Consider a society where rusting as a phenomenon was illegal to express. You would be allowed to talk about holes in the chassis but not be allowed to invent a primer or clear coat that effectively prevents rust since rust as a problem does not officially exist. Your attempt to avoid rust through economic expenditures would be considered value destruction, because it is inefficient use of resources.
Source?
Besides the tendency to absolute oligarchy, there's the small matter of wholesale resource consumption and planet trashing.
I'd like to highlight a a fundamental contradiction between "free[ly moving] markets" versus "free [to do what you want] markets."
1. The mathematically efficient market involves perfect information and restrictions on what you can do.

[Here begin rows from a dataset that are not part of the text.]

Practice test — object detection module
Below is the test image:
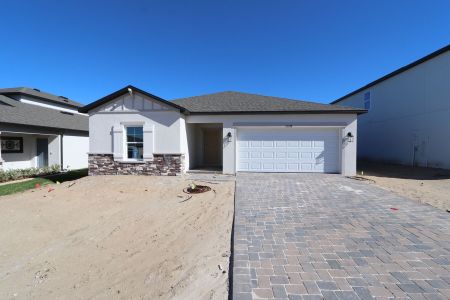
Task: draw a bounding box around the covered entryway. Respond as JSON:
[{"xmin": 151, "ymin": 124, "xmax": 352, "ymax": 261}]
[{"xmin": 236, "ymin": 127, "xmax": 341, "ymax": 173}]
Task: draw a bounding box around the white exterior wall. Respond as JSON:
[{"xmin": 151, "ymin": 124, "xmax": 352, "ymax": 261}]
[
  {"xmin": 62, "ymin": 135, "xmax": 89, "ymax": 170},
  {"xmin": 89, "ymin": 94, "xmax": 183, "ymax": 157},
  {"xmin": 186, "ymin": 114, "xmax": 357, "ymax": 176},
  {"xmin": 337, "ymin": 52, "xmax": 450, "ymax": 169},
  {"xmin": 48, "ymin": 135, "xmax": 61, "ymax": 166},
  {"xmin": 1, "ymin": 133, "xmax": 36, "ymax": 170},
  {"xmin": 1, "ymin": 132, "xmax": 64, "ymax": 170}
]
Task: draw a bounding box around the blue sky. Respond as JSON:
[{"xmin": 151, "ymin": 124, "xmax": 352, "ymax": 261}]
[{"xmin": 0, "ymin": 0, "xmax": 450, "ymax": 103}]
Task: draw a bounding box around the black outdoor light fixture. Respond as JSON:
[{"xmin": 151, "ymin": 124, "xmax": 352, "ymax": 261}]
[
  {"xmin": 346, "ymin": 132, "xmax": 354, "ymax": 143},
  {"xmin": 227, "ymin": 131, "xmax": 231, "ymax": 142}
]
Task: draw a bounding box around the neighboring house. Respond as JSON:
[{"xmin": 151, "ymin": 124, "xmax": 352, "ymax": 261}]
[
  {"xmin": 332, "ymin": 45, "xmax": 450, "ymax": 169},
  {"xmin": 79, "ymin": 86, "xmax": 365, "ymax": 175},
  {"xmin": 0, "ymin": 88, "xmax": 89, "ymax": 170}
]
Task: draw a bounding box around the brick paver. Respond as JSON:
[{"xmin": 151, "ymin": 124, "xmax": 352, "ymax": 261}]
[{"xmin": 233, "ymin": 173, "xmax": 450, "ymax": 300}]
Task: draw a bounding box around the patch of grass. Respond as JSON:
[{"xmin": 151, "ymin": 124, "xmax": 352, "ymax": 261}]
[{"xmin": 0, "ymin": 169, "xmax": 88, "ymax": 196}]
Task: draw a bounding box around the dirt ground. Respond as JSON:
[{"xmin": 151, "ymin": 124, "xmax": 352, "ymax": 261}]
[
  {"xmin": 0, "ymin": 176, "xmax": 234, "ymax": 299},
  {"xmin": 358, "ymin": 162, "xmax": 450, "ymax": 210}
]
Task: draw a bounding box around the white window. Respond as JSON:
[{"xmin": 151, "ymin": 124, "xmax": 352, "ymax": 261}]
[
  {"xmin": 126, "ymin": 126, "xmax": 144, "ymax": 160},
  {"xmin": 364, "ymin": 92, "xmax": 370, "ymax": 109}
]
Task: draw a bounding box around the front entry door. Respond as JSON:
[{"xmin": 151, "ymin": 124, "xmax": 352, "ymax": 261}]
[
  {"xmin": 36, "ymin": 139, "xmax": 48, "ymax": 168},
  {"xmin": 203, "ymin": 128, "xmax": 222, "ymax": 166}
]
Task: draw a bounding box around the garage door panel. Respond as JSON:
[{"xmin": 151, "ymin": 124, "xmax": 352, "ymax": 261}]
[{"xmin": 237, "ymin": 128, "xmax": 340, "ymax": 173}]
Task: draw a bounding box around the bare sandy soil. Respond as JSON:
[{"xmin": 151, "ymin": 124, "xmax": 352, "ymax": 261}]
[
  {"xmin": 358, "ymin": 162, "xmax": 450, "ymax": 210},
  {"xmin": 0, "ymin": 176, "xmax": 234, "ymax": 299}
]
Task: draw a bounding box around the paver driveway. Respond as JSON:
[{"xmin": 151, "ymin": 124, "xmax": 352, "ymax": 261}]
[{"xmin": 233, "ymin": 173, "xmax": 450, "ymax": 300}]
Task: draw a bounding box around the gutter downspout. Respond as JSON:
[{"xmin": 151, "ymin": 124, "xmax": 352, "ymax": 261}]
[{"xmin": 59, "ymin": 134, "xmax": 64, "ymax": 171}]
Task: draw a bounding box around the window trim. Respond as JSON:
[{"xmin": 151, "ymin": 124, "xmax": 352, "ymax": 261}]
[{"xmin": 363, "ymin": 91, "xmax": 372, "ymax": 111}]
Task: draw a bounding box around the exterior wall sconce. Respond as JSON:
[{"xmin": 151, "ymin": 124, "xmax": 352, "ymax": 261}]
[
  {"xmin": 227, "ymin": 131, "xmax": 231, "ymax": 142},
  {"xmin": 345, "ymin": 132, "xmax": 354, "ymax": 143}
]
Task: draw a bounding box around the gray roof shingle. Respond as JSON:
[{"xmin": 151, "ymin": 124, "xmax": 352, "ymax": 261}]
[
  {"xmin": 172, "ymin": 92, "xmax": 366, "ymax": 114},
  {"xmin": 0, "ymin": 87, "xmax": 83, "ymax": 108},
  {"xmin": 0, "ymin": 95, "xmax": 89, "ymax": 132}
]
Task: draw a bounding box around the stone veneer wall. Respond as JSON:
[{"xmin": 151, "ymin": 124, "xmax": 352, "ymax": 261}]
[{"xmin": 89, "ymin": 154, "xmax": 184, "ymax": 176}]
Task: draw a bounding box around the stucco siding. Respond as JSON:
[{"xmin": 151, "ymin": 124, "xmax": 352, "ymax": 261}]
[
  {"xmin": 1, "ymin": 133, "xmax": 36, "ymax": 170},
  {"xmin": 89, "ymin": 111, "xmax": 182, "ymax": 154},
  {"xmin": 337, "ymin": 52, "xmax": 450, "ymax": 169}
]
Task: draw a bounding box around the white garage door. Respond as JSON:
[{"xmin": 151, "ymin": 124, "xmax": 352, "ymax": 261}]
[{"xmin": 237, "ymin": 127, "xmax": 340, "ymax": 173}]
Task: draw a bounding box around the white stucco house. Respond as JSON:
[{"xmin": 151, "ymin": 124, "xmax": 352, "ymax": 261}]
[
  {"xmin": 79, "ymin": 86, "xmax": 365, "ymax": 176},
  {"xmin": 332, "ymin": 45, "xmax": 450, "ymax": 169},
  {"xmin": 0, "ymin": 88, "xmax": 89, "ymax": 170}
]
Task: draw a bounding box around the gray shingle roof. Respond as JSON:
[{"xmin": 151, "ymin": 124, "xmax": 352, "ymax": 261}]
[
  {"xmin": 0, "ymin": 87, "xmax": 83, "ymax": 107},
  {"xmin": 0, "ymin": 95, "xmax": 89, "ymax": 131},
  {"xmin": 172, "ymin": 92, "xmax": 366, "ymax": 113}
]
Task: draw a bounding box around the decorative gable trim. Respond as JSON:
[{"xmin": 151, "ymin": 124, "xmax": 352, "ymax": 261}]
[
  {"xmin": 78, "ymin": 85, "xmax": 187, "ymax": 113},
  {"xmin": 91, "ymin": 92, "xmax": 178, "ymax": 113}
]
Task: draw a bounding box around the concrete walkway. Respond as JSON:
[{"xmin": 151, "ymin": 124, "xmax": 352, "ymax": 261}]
[{"xmin": 233, "ymin": 173, "xmax": 450, "ymax": 300}]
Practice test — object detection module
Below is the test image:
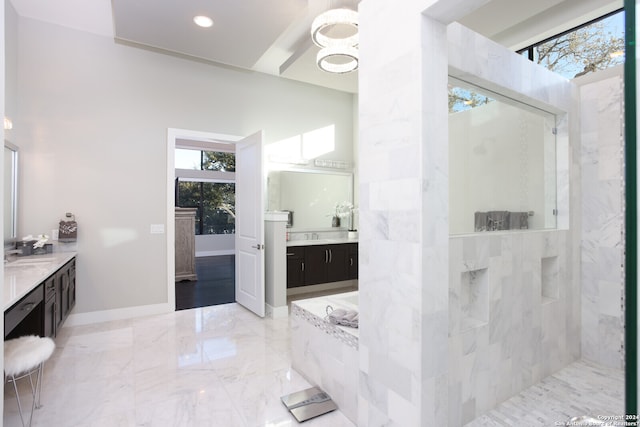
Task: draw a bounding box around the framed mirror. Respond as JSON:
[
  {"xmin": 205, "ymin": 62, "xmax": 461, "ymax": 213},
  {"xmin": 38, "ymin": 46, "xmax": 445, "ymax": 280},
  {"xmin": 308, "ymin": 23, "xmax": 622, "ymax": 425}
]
[
  {"xmin": 267, "ymin": 168, "xmax": 353, "ymax": 231},
  {"xmin": 4, "ymin": 141, "xmax": 18, "ymax": 247}
]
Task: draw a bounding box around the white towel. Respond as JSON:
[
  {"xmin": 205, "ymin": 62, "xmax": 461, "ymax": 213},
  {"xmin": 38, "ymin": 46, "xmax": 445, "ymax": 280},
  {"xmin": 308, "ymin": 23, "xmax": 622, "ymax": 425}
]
[{"xmin": 326, "ymin": 305, "xmax": 358, "ymax": 328}]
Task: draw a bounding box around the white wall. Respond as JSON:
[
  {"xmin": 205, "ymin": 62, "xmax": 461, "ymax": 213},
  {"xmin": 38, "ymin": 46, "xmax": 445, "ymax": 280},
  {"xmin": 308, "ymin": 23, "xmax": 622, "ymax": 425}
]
[{"xmin": 7, "ymin": 18, "xmax": 353, "ymax": 313}]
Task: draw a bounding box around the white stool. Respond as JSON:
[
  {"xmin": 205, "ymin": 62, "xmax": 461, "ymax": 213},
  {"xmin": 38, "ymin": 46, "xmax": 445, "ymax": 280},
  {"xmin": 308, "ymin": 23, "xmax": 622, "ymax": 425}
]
[{"xmin": 4, "ymin": 335, "xmax": 56, "ymax": 426}]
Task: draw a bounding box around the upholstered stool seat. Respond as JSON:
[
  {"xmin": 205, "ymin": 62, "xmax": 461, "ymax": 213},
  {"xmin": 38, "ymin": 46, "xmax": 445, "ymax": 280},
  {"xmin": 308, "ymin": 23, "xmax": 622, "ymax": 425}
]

No secret prices, no hidden NDA'ed transactions, no hidden ownership for straw-trades, etc.
2. The do-what-you-want market does allow you to "freely" do those things, but it isn't the efficient kind because of all the chicanery.
I often see an equivocation going on, where people use the features of #1 to promote what is actually #2.
David Graeber’s Debt: the first 5000 years
https://youtu.be/CZIINXhGDcs
If you see a variety of food vendors with prices between $6-$8 you might push for standard price of $7. You shouldn't push for a standard price of $1 or $100 because that just won't work, no matter how hard you try - best case everyone ignores you, worst case no one trades food within your zone of authority any more.
>The full apparatus of commercial civilization, operating without a theorist in sight.
I don't get this framing. Who thinks that markets are a product of theory? Why does the author keep hammering this point?
In any case... there are lots of commercial/numerical tablets available. Most of them, I believe. And... the records go all the way back to the beginnings of Summerian proto-writing. Cuineform was used for records before it was used for prose.
My hunch is that many/most assyriologists are more interested in political history, myth and suchlike. There is probably a lot of room for researchers who want to work on the economics.
Interestingly, an LLM can totally dismantle this line of thinking (try with Claude).